Die Rendite der Bundesanleihen mit zehn Jahren Laufzeit hat gestern im Handelsverlauf das im Januar markierte, bisherige Jahrestief von 1,97 Prozent unterboten, nachdem diese Rendite Anfang Oktober noch mit knapp drei Prozent den höchsten Stand seit 2011 erreicht hatte.
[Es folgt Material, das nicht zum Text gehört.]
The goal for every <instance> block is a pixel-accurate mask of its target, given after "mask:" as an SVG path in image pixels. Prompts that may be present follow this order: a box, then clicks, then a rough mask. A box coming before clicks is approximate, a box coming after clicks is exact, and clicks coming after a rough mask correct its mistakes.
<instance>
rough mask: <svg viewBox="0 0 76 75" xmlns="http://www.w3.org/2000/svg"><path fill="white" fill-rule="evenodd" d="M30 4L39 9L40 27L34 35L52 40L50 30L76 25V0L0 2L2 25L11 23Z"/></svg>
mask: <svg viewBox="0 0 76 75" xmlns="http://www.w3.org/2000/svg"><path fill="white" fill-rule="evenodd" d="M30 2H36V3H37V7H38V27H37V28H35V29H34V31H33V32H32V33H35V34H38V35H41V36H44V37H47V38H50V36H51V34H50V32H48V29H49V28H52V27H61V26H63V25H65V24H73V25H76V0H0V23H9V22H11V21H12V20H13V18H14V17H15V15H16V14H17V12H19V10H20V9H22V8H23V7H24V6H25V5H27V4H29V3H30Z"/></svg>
Der Kurs des Bund Future, der den Kurs (und nicht die Rendite) dieser zehnjährigen Bundesanleihen oder „Bunds“ abbildet, ist dadurch in eine mittelfristig entscheidende Widerstandszone gelaufen, deren Überwinden auch auf mittel- und langfristiger Ebene ein bullisches Signal erzeugen würde. Aber wie ist das möglich?

Expertenmeinung: Der Leitzins der EZB liegt ja mit 4,5 Prozent weiterhin auf dem höchsten Level seit 22 Jahren. Die Schere zwischen Leitzins und der zehnjährigen Rendite beträgt also derzeit gut 2,5 Prozent, das ist in dieser Ausprägung nur einmal, 2009, der Fall gewesen, aber damals war es umgekehrt, da lag der Leitzins tiefer und die Rendite höher. Gut, de facto ist der Leitzins für den Anleihemarkt keine Zwangsvorgabe. Wenn genug Geld in die Anleihen fließt, treibt das die Kurse eben höher und verringert damit, quasi als Nebenwirkung, die Rendite. Aber wieso wird denn derzeit so wild gekauft und damit gegen die EZB agiert?

Weil man der EZB zwar sicherlich glaubt, dass sie momentan kein Umfeld sieht, um über Zinssenkungen nachzudenken, aber sicher ist, dass sich dieses Umfeld sehr bald ergeben wird. Und damit könnte man durchaus richtig liegen, weil die Erwartung, dass die Zinsen bald zu sinken beginnen, schon so um sich gegriffen hat, dass sich der Effekt einer sich selbst erfüllenden Prophezeiung einstellen könnte: Investitionen und privater Verbrauch werden, wo es machbar ist, in die Warteschleife transferiert, um auf niedrigere Refinanzierungskosten zu warten. Das drückt die Wirtschaftsleistung genug, um zu sinkenden Preisen zu führen und schon hätte die EZB das Umfeld, um die Leitzinsen schnell und weit senken zu müssen.

Das ist die Theorie, der viele aktuell folgen. Die Realität hat, wie Erfahrung lehrt, aber gerne mal die eine oder andere Überraschung zu bieten. Und selbst wenn alles genau so ablaufen sollte, wie es die Bullen beim Bund Future gerade einpreisen: Sie hätten dann ja schon jetzt eine ganze Reihe an Zinssenkungen vorweggenommen, so dass es zumindest riskant ist, von einem Ausbruch über diese aktuell angegangene Widerstandszone 137,86/140,58 Prozent und dann auch noch von darüber hinaus weiter anziehenden Notierungen auszugehen.

Im Gegenteil könnte man jetzt, wo der Markt kein Halten kennt und damit in ein Extrem verfällt, über Gewinnmitnahmen auf der Long-Seite nachdenken. Short käme zwar vorerst nicht infrage, aber hier etwas Geld vom Tisch zu nehmen wäre, wie immer, wenn alle zugleich das Gleiche tun, allemal zu überlegen.